Je vois d'ici maman qui s'inquiète pour notre relation. Chère maman! Ne te fais pas de mauvaise bile., maman, tout va très bien entre Steph et moi, vraiment, je t'assure. C'est la guerre, donc l'absence, donc l'abstinence, qui crée une légère tension, bien compréhensible. Le contraire serait étonnant. Moi, j'évacue par le combat, mais elle? Je me mets à sa place. Heureusement, on a notre web où l'on peut échanger des messages au format radioshark. Je le consulte dès que j'ai un moment entre deux missions sur le terrain. La dernière fois, Stéphanie m'a posté une chanson de Michel Polna-reff, Kama Sutra – tu vois le sous-entendu? A mon tour, je lui ai envoyé une chanson de Julien Clerc, qu'elle a pu télécharger sur armees.fr. Ce n'est rien, Tu le sais bien, Le temps passe, Ce n'est rien. Je crois que ça convient parfaitement à ce que l'on vit, elle et moi, en ce moment.

Je vous embrasse.

Votre Wolf.

P.-S. Les dollars ne sont pas des surhommes, j'en ai eu la preuve formelle il y a quelques jours. Il n'y a pas de barrière magnétique qui les protégerait, ou de maléfice à la con, comme on entend parfois chez les ploucs de banlieue. Encore moins de pommade qui les rendrait durs comme de la pierre.

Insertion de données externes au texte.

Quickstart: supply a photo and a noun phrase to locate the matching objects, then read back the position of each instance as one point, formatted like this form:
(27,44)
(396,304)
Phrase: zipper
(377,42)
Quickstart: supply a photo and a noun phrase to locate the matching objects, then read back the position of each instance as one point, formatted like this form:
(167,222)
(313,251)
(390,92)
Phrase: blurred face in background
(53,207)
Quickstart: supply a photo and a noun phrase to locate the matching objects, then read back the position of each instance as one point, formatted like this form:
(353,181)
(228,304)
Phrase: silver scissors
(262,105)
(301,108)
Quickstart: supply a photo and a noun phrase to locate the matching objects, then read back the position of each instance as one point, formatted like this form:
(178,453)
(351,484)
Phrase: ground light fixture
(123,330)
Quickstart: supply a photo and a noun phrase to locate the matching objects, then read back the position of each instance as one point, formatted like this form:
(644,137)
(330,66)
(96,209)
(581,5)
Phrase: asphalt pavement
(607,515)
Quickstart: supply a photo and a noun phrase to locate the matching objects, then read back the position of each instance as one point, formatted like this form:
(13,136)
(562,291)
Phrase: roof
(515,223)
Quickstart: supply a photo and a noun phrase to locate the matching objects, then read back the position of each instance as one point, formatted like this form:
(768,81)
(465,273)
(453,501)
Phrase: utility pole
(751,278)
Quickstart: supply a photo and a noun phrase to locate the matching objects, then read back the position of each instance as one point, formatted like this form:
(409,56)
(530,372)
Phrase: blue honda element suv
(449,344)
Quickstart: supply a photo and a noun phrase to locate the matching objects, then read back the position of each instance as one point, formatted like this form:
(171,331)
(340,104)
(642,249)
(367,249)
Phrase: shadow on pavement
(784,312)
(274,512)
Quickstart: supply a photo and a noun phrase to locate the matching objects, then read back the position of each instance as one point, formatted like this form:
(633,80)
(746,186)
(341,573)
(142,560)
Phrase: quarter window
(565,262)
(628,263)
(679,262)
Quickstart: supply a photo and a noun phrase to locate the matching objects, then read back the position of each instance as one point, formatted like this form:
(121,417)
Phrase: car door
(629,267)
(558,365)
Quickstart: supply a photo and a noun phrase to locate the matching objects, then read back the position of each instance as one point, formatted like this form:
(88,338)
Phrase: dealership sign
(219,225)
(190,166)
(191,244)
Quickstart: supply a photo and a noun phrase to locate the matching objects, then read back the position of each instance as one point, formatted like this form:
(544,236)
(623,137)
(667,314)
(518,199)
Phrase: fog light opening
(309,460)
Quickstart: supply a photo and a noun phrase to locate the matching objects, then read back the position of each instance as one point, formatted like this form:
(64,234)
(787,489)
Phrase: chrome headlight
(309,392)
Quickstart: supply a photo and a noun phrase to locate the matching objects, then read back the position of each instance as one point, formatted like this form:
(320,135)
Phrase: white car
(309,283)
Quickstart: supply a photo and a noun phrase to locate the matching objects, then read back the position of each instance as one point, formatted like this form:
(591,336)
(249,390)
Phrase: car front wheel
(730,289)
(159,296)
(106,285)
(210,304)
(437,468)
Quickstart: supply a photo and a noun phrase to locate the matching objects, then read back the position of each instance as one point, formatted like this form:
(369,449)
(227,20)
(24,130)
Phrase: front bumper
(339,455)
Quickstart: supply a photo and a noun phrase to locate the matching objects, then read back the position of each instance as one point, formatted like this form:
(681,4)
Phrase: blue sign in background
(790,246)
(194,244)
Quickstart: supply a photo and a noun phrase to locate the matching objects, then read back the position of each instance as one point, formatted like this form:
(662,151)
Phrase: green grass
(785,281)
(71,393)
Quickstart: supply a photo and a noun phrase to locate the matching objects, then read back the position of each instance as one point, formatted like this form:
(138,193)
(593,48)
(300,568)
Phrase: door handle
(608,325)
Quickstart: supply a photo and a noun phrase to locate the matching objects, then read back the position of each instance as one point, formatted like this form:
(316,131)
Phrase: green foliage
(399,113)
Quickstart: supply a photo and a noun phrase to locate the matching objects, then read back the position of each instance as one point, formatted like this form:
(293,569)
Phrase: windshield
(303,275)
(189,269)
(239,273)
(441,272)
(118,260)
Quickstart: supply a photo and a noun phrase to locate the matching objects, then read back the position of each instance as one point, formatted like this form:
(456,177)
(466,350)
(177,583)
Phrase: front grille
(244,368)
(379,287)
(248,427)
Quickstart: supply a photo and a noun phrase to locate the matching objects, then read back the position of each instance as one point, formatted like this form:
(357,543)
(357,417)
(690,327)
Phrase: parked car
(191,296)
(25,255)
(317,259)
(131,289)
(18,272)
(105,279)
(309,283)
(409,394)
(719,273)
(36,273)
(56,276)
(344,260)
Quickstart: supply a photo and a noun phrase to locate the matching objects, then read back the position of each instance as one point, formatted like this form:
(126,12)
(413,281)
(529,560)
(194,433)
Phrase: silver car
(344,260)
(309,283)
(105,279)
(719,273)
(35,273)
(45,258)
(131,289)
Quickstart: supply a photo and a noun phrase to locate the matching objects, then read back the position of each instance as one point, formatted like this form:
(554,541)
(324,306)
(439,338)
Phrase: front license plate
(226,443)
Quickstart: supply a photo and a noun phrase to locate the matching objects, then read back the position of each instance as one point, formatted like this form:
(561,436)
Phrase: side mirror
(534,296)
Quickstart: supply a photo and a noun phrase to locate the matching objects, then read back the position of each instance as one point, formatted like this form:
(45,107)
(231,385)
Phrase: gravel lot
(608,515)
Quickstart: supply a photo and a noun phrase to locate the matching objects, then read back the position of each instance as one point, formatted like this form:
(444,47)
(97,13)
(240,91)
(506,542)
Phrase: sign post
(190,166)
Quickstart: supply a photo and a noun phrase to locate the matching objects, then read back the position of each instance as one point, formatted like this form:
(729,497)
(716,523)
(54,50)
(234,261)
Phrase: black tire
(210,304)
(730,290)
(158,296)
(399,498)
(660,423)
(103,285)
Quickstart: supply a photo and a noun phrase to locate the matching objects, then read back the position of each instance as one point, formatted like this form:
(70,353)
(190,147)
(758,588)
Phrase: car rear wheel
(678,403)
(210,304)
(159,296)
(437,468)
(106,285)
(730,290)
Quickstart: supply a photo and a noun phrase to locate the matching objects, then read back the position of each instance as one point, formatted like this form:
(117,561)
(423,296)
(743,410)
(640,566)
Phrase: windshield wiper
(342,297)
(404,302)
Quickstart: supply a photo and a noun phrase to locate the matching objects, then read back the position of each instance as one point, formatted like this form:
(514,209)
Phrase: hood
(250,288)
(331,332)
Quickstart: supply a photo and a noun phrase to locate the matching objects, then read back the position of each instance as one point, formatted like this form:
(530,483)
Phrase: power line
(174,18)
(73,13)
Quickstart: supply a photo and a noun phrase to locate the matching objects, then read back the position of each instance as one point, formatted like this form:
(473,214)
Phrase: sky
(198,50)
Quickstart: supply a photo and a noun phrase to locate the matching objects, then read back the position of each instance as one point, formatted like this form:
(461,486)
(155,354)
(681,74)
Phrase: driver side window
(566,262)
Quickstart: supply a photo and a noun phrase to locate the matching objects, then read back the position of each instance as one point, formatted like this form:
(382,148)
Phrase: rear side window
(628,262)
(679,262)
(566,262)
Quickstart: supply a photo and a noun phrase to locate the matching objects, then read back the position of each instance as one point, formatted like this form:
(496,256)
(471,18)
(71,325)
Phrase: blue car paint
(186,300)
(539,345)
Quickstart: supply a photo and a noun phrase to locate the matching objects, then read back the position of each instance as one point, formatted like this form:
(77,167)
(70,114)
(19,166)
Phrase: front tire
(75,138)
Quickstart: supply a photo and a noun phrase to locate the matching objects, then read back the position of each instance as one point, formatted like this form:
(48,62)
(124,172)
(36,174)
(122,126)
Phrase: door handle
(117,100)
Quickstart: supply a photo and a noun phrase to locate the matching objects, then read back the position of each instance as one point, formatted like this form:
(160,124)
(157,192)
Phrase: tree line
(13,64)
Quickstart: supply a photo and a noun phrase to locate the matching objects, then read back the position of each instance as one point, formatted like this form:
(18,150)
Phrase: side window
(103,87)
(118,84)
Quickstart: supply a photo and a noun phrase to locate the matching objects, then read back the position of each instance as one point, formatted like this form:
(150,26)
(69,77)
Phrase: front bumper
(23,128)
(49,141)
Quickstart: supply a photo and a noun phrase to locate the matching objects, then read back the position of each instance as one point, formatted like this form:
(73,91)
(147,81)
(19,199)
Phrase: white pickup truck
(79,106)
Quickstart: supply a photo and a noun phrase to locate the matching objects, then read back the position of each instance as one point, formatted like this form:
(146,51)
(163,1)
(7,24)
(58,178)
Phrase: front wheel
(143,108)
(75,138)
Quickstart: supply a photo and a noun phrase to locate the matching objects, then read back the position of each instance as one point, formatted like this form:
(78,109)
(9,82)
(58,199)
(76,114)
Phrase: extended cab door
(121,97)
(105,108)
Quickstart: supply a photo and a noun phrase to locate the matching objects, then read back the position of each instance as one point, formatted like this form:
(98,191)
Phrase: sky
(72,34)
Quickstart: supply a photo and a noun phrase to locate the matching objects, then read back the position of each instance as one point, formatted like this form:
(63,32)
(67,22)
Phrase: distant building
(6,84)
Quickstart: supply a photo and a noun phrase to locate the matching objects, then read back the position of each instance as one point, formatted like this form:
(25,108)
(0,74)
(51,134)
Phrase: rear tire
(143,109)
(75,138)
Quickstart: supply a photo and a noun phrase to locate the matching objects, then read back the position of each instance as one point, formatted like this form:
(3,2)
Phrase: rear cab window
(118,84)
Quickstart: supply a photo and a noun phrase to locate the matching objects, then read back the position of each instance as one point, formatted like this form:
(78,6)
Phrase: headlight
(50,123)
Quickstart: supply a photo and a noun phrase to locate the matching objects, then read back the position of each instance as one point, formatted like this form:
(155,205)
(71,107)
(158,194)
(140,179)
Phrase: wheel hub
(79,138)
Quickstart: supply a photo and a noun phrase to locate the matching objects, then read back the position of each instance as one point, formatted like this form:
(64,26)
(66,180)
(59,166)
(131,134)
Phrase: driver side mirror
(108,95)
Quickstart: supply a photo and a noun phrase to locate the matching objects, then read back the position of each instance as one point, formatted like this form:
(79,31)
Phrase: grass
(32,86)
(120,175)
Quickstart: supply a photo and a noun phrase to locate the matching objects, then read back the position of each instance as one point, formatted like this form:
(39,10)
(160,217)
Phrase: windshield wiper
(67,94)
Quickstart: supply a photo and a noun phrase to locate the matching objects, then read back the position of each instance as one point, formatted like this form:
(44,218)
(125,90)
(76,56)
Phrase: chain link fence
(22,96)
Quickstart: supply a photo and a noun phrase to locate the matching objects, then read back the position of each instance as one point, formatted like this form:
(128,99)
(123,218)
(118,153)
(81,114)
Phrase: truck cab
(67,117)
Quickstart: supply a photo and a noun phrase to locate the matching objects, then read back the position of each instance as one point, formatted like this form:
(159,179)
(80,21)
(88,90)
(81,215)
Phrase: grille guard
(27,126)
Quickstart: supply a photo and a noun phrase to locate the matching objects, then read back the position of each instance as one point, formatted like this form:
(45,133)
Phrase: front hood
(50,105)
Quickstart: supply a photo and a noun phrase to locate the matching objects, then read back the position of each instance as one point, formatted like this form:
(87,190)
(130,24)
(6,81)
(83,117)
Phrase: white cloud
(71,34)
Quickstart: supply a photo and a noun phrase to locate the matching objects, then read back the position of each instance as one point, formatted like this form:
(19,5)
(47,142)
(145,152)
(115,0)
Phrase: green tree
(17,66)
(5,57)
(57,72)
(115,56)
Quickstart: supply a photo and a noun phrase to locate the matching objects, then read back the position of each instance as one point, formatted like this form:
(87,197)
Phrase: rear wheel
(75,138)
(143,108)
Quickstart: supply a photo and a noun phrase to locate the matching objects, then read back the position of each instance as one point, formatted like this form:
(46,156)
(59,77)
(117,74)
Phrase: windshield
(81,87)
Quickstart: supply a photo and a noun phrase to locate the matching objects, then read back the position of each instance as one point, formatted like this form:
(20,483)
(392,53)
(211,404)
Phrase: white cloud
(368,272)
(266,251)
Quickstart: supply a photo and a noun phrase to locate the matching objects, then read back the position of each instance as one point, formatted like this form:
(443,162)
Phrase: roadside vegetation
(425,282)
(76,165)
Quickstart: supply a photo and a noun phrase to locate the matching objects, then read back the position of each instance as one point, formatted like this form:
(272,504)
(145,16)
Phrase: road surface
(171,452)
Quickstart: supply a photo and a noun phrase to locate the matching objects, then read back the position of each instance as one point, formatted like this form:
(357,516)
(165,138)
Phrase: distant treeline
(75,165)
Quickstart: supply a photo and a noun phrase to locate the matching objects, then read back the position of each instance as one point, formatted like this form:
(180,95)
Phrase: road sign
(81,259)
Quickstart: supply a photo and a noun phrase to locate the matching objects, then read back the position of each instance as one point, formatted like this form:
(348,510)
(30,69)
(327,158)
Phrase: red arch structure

Ce sont des superstitions qui ne valent pas un pet de lardon. Les dollars, quand ils se prennent une balle dans le poumon, surtout si c'est une balle de famas, qui sont les meilleures balles du monde parce qu'elles ne pèsent rien, conjuguées à une poussée initiale très forte à la sortie du canon, le trou est tout petit mais les dégâts sont bonbon, la coquine ne ressort pas immédiatement, elle se balade un peu partout, comme un globule blanc, ça vous fatigue un dollar, ça le rend tout mou, il tombe dans les corn-flakes. Dites-le à Jean-Ramsès. J'ai vérifié.»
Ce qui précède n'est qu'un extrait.